KVComm: Enabling Efficient LLM Communication through Selective KV Sharing

Shi, Xiangyu, Chiesa, Marco, Maguire, Gerald Q. Jr., Kostic, Dejan

arXiv.org Artificial Intelligence 

Large Language Models (LLMs) are increasingly deployed in multi-agent systems, where effective inter-model communication is crucial. Existing communication protocols either rely on natural language, incurring high inference costs and information loss, or on hidden states, which suffer from information concentration bias and inefficiency. To address these limitations, we propose KVComm, a novel communication framework that enables efficient communication between LLMs through selective sharing of KV pairs. KVComm leverages the rich information encoded in the KV pairs while avoiding the pitfalls of hidden states. We introduce a KV layer-wise selection strategy based on attention importance scores with a Gaussian prior to identify the most informative KV pairs for communication.
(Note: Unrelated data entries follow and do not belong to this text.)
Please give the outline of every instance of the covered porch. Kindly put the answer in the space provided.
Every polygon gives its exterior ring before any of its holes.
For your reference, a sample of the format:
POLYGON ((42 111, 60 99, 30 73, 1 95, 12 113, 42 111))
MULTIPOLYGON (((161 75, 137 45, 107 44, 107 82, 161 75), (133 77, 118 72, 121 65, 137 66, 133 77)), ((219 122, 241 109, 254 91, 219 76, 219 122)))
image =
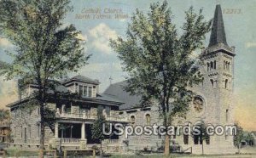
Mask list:
MULTIPOLYGON (((91 138, 91 124, 93 122, 55 122, 55 138, 60 140, 61 144, 98 144, 99 141, 93 140, 91 138)), ((117 143, 119 136, 112 134, 107 137, 108 143, 117 143)), ((104 141, 106 142, 106 141, 104 141)))

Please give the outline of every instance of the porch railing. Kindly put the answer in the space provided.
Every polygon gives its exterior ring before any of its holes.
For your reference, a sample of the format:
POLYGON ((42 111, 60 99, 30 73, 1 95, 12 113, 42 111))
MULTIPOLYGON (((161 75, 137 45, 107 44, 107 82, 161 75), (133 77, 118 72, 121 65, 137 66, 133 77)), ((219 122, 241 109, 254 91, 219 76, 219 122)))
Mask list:
POLYGON ((78 144, 80 143, 80 138, 61 138, 61 141, 62 144, 78 144))
POLYGON ((105 139, 103 140, 104 143, 107 144, 122 144, 123 140, 122 139, 105 139))
MULTIPOLYGON (((84 118, 84 119, 96 119, 96 116, 90 116, 90 115, 86 115, 83 113, 79 113, 79 114, 73 114, 73 113, 61 113, 59 115, 60 117, 66 117, 66 118, 84 118)), ((106 118, 107 121, 128 121, 128 118, 125 117, 119 117, 119 116, 107 116, 106 118)))

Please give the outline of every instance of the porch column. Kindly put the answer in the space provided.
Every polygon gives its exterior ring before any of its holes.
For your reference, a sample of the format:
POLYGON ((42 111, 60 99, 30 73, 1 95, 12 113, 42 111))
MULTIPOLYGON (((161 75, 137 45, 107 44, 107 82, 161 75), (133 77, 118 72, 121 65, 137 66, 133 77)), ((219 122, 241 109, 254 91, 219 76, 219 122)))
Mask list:
POLYGON ((81 139, 85 139, 85 122, 82 122, 82 127, 81 127, 81 139))
POLYGON ((59 135, 59 123, 55 122, 55 138, 58 138, 58 135, 59 135))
Extensive experiments across diverse tasks and model pairs demonstrate that KVComm achieves comparable performance to the upper-bound method, which directly merges inputs to one model without any communication, while transmitting as few as 30% of layers' KV pairs. Our study highlights the potential of KV pairs as an effective medium for inter-LLM communication, paving the way for scalable and efficient multi-agent systems. Large Language Models (LLMs) have catalyzed a paradigm shift from isolated model capabilities towards collaborative multi-agent systems (Guo et al., 2024; Tran et al., 2025). CAMEL (Li et al., 2023), AutoGen (Wu et al., 2024), and ChatDev (Qian et al., 2023) have demonstrated the potential of LLMs to collaborate effectively in multi-agent systems, achieving impressive results in various tasks. These systems leverage the strengths of individual LLMs and enable them to work together to solve complex problems that are beyond the capabilities of a single model (Y ang et al., 2024a).